The Catholic Church is not “bible based”. Our faith comes from the Apostles, not extracting things out of scripture verses. We are not “people of the book” but part of a living entity that is the Bride of Christ.

The CC has only infallibly interpreted a small handful of verses.
 
No, you have simply not understood my post as intended.

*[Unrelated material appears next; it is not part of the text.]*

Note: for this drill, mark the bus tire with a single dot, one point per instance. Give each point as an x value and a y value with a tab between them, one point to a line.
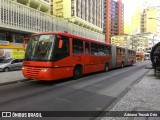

No that is not my position. My position is that in the hundreds of sects splintering out of Western christendom, each believer is his/her own pope.
This is a righteous concern, but it is the result of the errant doctrine of Sola Scriptura, not an inherent problem with the office of the Patriarch. If there was a flaw in the nature of Patriarchy that caused this, we would see it in other areas as well, but we don’t. Denominalism is a peculiarity of Christians who attempted to replace the authority of their Bishops with the fallacy of Sola Scriptura. It does not mean there is something wrong with the Bishopric.
 
My position is that in the hundreds of sects splintering out of Western christendom, each believer is his/her own pope.
That’s quite a generalization you’ve got there. :cool:

(Of course, if any traditionalist Catholics are reading this, I might get blasted for being “Protestant friendly” or whatever. 😊)

🙂
 
I don’t really want to say anything against that “ought not to be church-dividing” … but let me leave aside such fine words for the moment and focus on practical reality. On the one hand, if someone who is Catholic (ICWR) somehow comes to disagree with the Pope on the Immaculate Conception, or the filioque, or Universal Ordinary Jurisdiction, etc., then canon law makes it clear that the Pope can choose to excommunicate him/her, but he generally doesn’t do so excepting extreme cases (e.g. Matthew Fox). But on the other hand, if someone like yourself decided to depart Anglicanism and head Rome-ward … well that wouldn’t make much sense unless you were in agreement with us on dogmas.
My difficulty isn’t really so much in accepting such things for myself (the most I would say about any Catholic teaching is that I’m not sure–there are no Catholic teachings, even the male-only priesthood which comes closest, which I’m sure are false) as in accepting that these teachings ought to divide me from my fellow Christians. In other words, that those who cannot accept these teachings are material heretics and rightly excluded from full communion with the Church. If all Protestants thought like me, the schism would end today.

And for what it’s worth, I’m still in RCIA.